Have you heard the curious story of Phineas Gage? In 1848 he was the foreman for a railroad construction company in Vermont. As was wont to happen more often than not in those days, there as an unexpected explosion while clearing the way for the tracks. Imagine this: Phineas Gage is standing over a hole filled with gun powder and explosives, and he’s tamping it down to prepare it for the detonation. But the gun powder ignites prematurely, and his tamping iron (essentially, a metal rod about 4 feet long and just over an inch in diameter) flies from his hands upwards, and through his cheek just under his left eye, and travels skyward and exits the top of his skull.

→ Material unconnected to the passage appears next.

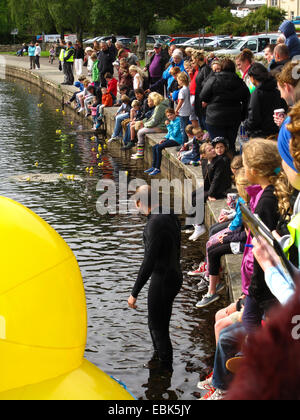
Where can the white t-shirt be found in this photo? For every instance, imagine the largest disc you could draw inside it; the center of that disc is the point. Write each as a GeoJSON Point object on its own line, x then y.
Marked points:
{"type": "Point", "coordinates": [186, 109]}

Now, you’d think that Mr. Phineas Gage would have expired right there on the spot. But no. He made his way to the doctor later that day, and lived another 11 years before dying of seizures. During the years following his accident, Phineas Gage had a dramatic change in personality. He couldn’t remember plans, uttered horrific profanity, and showed little regard for his fellows. The railroad company fired him, and his friends felt as though he were truly no longer himself. Today, psychology textbooks reference his case to illustrate the connection between brain injury and behavior change.

This story is both terribly sad and incredibly remarkable. Not only did Mr. Gage survive a seriously traumatic brain injury, his experience revealed the direct connection between the brain and behavior during a time when the inner workings of the brain were largely a mystery to physicians and scientists. It opened up an entire field of study and neuroscientists continue to revisit his case because his personality change was so dramatic and the brain damage was so specific.

Doctors Impossible view the curious case of Phineas Gage as evidence of the mystery that lives in our head–our brain. Scientists continue to learn how the brain affects our personality, our judgment, and our behavior, and we–The Doctors Impossible–believe that there are superpowers within us, hidden in our brains and bodies, that have yet to be discovered. The impossible lies within you!